Our research indicated that BMSCs implanted intravenously in vivo could increase the GAP-43 protein level remarkably in MCAO rats. Nerve filament-200 is the main component of the cytoskeleton of neuronal cell body and nerve axons, which plays an important role in a series of the pathophysiological changes associated with neurons such as maintenance of the normal neuron morphology and axoplasmic transport. Therefore, NF-200 can be used as the marker of neuronal axons to understand the effect of BMSC treatment on the growth of neurons axon. In our study, we found that administrated with BMSC could increase the density of NF-200 in the cerebral white matter after MCAO. Meanwhile, we found that during the first 2 weeks after administrating with BMSCs, there was a substantial degree of recovery in the mNSS score. The recovery stemmed mainly from improvements in gait, body resistance and spontaneous activity in MCAO+BMSCs rats. Therefore, we concluded that administrated with BMSCs could improve axon growth and benefit neuron function outcome.

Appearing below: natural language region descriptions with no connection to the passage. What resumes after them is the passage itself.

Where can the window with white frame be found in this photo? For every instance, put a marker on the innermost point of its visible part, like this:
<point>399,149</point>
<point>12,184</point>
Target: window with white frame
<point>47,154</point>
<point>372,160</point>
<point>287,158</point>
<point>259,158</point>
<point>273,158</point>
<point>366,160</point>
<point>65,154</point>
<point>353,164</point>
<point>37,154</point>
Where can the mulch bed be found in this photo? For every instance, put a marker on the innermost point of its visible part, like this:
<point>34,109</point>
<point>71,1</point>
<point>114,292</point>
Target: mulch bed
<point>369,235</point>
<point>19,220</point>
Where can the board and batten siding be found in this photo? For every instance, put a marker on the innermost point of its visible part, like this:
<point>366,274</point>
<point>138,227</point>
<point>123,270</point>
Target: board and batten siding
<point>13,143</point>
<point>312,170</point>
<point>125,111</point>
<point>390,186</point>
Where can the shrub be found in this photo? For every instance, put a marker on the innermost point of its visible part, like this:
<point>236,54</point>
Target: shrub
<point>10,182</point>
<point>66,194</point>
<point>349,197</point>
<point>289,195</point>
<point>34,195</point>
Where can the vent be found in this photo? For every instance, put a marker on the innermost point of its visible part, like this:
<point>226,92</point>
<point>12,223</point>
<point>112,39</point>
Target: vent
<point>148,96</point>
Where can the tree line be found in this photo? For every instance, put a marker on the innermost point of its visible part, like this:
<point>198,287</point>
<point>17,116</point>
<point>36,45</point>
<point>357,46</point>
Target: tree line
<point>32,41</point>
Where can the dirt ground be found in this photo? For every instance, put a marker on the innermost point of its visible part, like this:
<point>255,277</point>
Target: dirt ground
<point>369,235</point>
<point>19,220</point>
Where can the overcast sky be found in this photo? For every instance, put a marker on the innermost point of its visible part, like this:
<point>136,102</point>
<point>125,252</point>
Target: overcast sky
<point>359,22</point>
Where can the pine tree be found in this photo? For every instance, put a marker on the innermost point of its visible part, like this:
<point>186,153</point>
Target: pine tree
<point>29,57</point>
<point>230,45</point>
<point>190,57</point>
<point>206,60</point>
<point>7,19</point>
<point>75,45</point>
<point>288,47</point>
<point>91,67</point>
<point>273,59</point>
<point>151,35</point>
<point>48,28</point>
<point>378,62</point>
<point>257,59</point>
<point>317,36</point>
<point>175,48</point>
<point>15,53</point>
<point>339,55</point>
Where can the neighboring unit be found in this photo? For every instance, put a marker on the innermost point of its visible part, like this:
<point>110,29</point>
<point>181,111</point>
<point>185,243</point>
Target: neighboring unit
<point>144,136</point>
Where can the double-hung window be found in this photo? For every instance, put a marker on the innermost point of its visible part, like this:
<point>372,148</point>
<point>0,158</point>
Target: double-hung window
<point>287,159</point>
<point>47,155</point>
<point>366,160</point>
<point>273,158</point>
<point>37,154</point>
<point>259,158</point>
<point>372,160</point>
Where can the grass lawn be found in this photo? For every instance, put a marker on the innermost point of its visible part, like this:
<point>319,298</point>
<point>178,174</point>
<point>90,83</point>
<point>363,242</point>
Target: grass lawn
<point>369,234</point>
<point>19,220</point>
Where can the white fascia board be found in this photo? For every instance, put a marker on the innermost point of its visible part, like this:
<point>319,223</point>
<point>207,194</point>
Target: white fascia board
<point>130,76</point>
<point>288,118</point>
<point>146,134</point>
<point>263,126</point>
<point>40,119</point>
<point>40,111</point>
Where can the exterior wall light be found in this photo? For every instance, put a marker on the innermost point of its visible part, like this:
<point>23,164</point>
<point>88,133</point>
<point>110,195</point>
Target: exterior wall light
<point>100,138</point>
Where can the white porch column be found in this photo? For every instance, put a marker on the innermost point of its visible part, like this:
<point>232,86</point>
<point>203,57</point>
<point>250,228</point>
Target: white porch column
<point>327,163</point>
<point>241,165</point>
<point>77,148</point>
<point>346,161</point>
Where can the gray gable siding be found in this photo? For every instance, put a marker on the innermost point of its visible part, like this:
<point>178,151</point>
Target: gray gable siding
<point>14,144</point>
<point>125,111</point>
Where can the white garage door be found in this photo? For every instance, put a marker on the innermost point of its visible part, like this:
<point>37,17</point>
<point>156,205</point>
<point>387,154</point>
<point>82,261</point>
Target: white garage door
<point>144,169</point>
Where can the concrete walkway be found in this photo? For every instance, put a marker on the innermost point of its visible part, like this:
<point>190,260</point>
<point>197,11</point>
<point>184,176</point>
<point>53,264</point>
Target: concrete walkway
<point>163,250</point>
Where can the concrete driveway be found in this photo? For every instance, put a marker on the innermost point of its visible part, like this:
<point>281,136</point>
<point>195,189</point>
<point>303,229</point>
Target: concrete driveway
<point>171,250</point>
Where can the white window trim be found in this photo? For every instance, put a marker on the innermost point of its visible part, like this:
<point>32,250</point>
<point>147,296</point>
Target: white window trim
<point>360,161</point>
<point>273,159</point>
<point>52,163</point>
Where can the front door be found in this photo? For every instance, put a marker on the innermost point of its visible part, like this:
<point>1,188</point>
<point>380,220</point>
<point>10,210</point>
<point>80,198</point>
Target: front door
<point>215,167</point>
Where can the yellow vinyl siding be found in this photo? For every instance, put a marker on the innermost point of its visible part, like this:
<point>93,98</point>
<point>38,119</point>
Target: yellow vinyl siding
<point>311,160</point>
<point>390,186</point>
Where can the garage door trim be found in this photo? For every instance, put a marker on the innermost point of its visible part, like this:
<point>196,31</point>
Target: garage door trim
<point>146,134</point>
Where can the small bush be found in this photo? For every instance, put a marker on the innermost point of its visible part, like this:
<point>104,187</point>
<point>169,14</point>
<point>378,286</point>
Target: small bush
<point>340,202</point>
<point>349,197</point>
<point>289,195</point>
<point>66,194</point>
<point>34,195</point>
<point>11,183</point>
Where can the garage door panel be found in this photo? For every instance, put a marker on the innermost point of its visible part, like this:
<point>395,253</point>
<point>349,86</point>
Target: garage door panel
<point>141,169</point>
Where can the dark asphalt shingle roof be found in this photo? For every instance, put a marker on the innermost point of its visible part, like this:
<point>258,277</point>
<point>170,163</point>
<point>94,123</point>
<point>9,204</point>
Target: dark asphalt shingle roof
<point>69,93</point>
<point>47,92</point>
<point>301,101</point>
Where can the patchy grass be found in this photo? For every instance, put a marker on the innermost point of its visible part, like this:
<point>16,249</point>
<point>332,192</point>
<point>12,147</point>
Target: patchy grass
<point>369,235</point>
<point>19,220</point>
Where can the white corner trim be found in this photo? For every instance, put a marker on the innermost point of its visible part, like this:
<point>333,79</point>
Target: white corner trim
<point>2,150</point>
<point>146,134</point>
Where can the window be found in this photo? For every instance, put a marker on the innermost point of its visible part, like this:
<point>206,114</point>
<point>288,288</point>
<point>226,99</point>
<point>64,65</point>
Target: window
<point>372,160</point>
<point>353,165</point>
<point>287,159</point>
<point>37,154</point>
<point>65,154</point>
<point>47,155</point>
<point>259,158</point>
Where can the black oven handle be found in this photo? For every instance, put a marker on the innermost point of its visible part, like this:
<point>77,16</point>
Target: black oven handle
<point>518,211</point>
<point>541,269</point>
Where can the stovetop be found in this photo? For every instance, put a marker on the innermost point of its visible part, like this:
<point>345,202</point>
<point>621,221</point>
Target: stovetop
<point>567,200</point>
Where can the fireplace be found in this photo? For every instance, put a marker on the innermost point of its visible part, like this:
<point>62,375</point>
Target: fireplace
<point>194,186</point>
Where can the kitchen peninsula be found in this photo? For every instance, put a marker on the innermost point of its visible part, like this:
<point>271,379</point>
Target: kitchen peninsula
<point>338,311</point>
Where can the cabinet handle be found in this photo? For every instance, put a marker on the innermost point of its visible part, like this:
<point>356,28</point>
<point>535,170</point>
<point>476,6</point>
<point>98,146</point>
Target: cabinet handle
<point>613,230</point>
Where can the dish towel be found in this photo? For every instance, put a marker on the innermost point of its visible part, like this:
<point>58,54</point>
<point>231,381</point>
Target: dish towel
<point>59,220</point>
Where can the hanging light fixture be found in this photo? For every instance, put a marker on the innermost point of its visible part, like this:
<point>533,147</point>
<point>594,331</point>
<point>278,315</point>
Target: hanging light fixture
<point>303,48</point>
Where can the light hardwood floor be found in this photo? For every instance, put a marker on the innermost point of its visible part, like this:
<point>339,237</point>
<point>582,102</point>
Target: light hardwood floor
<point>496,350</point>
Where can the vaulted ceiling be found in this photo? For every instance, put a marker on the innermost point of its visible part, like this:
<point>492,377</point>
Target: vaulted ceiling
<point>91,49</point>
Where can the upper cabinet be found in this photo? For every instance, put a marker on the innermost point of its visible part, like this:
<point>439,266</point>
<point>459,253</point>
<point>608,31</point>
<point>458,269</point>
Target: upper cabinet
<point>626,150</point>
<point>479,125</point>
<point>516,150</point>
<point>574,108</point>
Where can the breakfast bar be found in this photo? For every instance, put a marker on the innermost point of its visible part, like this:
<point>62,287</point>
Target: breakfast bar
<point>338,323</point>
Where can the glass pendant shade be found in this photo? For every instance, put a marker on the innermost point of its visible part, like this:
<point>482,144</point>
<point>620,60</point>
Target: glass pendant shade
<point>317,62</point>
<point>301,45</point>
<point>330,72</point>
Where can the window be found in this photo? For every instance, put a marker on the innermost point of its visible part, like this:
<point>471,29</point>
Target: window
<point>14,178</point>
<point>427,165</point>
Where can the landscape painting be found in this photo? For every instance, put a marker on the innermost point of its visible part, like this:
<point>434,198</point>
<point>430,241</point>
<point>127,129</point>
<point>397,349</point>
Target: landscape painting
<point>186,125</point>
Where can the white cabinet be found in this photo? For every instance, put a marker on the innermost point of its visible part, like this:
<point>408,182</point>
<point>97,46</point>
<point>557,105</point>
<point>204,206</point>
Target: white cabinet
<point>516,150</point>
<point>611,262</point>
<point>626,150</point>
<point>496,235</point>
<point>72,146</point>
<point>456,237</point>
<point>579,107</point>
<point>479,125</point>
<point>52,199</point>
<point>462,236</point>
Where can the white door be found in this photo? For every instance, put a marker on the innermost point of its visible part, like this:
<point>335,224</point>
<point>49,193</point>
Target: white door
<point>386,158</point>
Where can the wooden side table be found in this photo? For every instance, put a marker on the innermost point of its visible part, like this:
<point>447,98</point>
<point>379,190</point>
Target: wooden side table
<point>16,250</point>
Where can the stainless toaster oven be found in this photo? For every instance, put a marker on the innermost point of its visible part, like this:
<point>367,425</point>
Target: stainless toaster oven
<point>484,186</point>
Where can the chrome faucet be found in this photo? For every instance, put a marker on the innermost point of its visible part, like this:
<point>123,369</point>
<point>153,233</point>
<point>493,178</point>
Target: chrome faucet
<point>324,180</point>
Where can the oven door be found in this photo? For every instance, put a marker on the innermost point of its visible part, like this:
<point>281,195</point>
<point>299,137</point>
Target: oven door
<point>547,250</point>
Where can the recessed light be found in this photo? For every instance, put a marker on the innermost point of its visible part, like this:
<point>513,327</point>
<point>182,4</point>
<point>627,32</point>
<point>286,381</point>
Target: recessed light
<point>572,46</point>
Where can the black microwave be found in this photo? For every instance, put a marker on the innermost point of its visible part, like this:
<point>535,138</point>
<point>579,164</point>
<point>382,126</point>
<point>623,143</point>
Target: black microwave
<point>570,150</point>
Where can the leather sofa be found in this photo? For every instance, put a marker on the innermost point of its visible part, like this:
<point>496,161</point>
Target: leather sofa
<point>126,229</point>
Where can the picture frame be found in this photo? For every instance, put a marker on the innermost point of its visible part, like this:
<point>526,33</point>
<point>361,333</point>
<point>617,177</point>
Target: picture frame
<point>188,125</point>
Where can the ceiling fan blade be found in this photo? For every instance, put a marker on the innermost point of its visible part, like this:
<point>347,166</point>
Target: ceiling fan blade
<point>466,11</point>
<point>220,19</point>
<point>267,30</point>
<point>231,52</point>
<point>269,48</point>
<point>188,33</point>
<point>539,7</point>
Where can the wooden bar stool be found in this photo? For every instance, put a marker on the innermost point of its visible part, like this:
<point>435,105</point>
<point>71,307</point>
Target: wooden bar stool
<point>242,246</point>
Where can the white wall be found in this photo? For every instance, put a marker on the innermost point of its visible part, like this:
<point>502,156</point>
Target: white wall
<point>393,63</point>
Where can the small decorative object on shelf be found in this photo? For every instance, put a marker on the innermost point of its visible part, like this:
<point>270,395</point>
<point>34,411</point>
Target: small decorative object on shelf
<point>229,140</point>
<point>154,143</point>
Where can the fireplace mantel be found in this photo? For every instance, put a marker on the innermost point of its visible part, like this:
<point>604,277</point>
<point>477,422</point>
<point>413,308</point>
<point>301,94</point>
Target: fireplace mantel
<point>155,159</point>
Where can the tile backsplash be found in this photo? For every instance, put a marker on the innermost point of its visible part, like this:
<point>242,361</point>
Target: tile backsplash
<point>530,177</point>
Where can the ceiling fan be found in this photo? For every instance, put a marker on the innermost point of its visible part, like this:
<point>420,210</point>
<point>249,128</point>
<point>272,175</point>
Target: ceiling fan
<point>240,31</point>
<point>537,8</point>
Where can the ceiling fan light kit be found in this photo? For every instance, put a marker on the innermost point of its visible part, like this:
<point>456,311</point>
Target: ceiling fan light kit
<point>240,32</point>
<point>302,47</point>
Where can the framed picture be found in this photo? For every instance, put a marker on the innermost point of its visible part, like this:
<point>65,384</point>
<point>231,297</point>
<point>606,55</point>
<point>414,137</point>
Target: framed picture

Recent studies showed that transplanted MSC after cerebral infarction can activate AKT by phosphorylating [34], which can alleviate ischemic injury and reduce neuronal apoptosis induced by focal cerebral ischemia [35]. AKT is the pivotal effector in the PI3K/AKT pathway, which is a complex signaling pathway involved in crucial cellular functions such as cell proliferation, migration and angiogenesis. Numbers of researchers found that PI3K/AKT pathway also plays an important role in multiple ischemia-reperfusion injury organs, such as brain, heart [36] and kidney [37]. Previously, we have reported that the injured neurons induced by Oxygen–Glucose Deprivation (OGD) can enhance the expression of p-AKT and promote axonal outgrowth through culturing with a conditioned medium of BMSCs [33].Glycogensynthasekinase-3β (GSK-3β) is inactivated by Akt-mediated phosphorylation, so GSK-3β downstream target protein could not undergo phosphorylation including collapsin response mediator protein (CRMP-2) [38]. CRMP-2 is a brain-specific protein involved in neuronal polarity, axonal guidance, and axonal regeneration [39]. Non-phosphorylated CRMP-2 promotes axon growth mainly by interacting with the cytoskeleton. CRMP-2 would lose the activity of regulating neurite growth after phosphorylation [40]. In the adult animal model of cerebral ischemia, CRMP-2 is cleaved or exhibit hypo-phosphorylation state, which is an important cause of neuron death [41]. Our research indicated that the expression of p-AKT and p-GSK-3β increased significantly, but the p-CRMP-2 decreased after administrating BMSCs. The effects were inhibited by LY294002, an AKT phosphorylation inhibitor, injected into the intracerebroventricular before BMSCs intravenously transplanted into MCAO rats. Therefore, it was indicated that BMSCs could stimulate GAP43 protein expression to reinforce neurite outgrowth through activating the AKT/GSK-3β/CRMP-2 signaling pathway.

To sum up, the results from our study demonstrated that BMSCs can promote neurological function recovery of rats following MCAO, and its molecular mechanism is related to the activation of AKT/GSK-3β/CRMP-2. Meanwhile, there are several limitations in our study: firstly, without testing the differentiation of BMSCs implanted into neurons in vivo; secondly, just providing the short-term benefits following ischemia; finally, not determining whether BMSCs directly or indirectly activate the AKT/GSK-3β/CRMP-2 pathway. Nevertheless, our study may be helpful to extend our understanding for transplantation of BMSCs in stroke.